Rusun menjadi penting karena kerap bersinggungan pada program keduanya. Sayangnya, sederet masalah, baik yang diturunkan dari masa "lampau" maupun sampai dua tahun keduanya memerintah, masih belum teratasi.
Menurut pengamat sekaligus akademisi dari Universitas Trisakti, Nirwono Yoga, banyak hal yang mesti dibenahi untuk persoalan rusun. Pertama, mengenai manajemen pengelolaan.
Pengelolaan rusun dari Dinas Perumahan dan Gedung Pemprov DKI, kata dia, perlu dievaluasi.
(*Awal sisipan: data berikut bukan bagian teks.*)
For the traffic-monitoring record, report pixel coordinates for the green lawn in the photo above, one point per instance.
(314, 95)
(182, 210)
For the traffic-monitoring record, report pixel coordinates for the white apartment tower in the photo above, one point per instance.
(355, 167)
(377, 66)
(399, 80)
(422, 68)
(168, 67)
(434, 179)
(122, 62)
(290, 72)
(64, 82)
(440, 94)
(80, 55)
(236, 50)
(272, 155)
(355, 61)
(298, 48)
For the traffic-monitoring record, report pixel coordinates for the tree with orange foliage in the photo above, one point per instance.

Bahkan, Nirwono juga menyarankan agar Dinas Perumahan tidak lagi berperan mengelola rusun.
"Mengelola rusun bisa melalui profesional, seperti yang terbiasa mengelola apartemen atau pihak ketiga, untuk ditunjuk mengambil manajemen di rusun supaya manajemennya bagus," kata Nirwono, saat dihubungi Kompas.com, Rabu (15/10/2014).
Dia melanjutkan, selama ini, pengelolaan rusun dari Dinas Perumahan belum berjalan baik. Sebab, lanjutnya, pengelolaan terkendala beberapa persoalan seperti masalah mental dari pengelola, misalnya untuk kasus jual beli rusun, penghuni yang tak tepat sasaran, dan lainnya.
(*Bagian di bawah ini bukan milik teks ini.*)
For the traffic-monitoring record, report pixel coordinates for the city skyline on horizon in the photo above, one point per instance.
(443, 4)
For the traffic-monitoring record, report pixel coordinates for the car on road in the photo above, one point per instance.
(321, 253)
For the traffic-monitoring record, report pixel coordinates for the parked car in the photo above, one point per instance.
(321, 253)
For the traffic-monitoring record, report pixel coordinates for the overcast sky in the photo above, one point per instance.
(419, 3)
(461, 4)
"Banyak rusun di lapangan tidak tepat sasaran. Kita orang awam saja bisa menangkap bagaimana di rusun itu diparkir mobil mewah. Itu sudah pasti penghuninya tidak tepat sasaran," ujarnya.
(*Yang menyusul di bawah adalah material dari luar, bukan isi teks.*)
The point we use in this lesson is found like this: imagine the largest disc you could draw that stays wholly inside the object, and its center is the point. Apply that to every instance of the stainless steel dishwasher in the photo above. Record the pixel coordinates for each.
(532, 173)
Pengelola di lapangan, lanjutnya, belum menjalankan tugas dengan baik, seperti yang diinginkan Jokowi-Ahok dalam hal manajemen pengelolaan rusun sehingga hal di atas tidak terjadi.
"Yang saya lihat semangat pengelola di lapangannya belum sama seperti semangat Pak Jokowi-Ahok," ujar Nirwono.
Rekayasa sosial
Nirwono menilai, selama ini Pemprov DKI tidak memperhatikan masalah sosial pasca-penempatan warga di rusun. Padahal, dia menganggap perlu dilakukan rekayasa sosial agar warga relokasi terbiasa dengan lingkungan baru mereka.
"Satu 'PR' yang tidak dikerjakan, rekayasa sosial. Warga jadi obyek, dari biasa tinggal horizontal langsung pindah ke hunian vertikal. Saya tidak melihat ada upaya pemerintah dalam transformasi tadi," ujarnya.
Itu, kata dia, merupakan persoalan penting. Kasus ini pernah terjadi di Amerika Serikat, di kota Chicago, pada 1980-an, ketika pemerintah setempat merelokasi warga ke model rumah susun. Namun, karena tidak dibekali rekayasa sosial, situasi menjadi tidak tertib.
"Akhirnya memutuskan untuk menghancurkan rumah susun karena jadi kumuh dan sarang kriminal. Jadi, kalau tidak dilakukan rekayasa sosial, tiga tahun rusun akan jadi kampung kumuh raksasa," ujar Nirwono.
Pemetaan relokasi
Nirwono melanjutkan, selain beberapa persoalan itu, Pemprov DKI juga perlu memetakan sebaran kawasan penduduk yang perlu direlokasi agar, lanjutnya, pemerintah tahu berapa lama dan banyak rusun mesti disiapkan.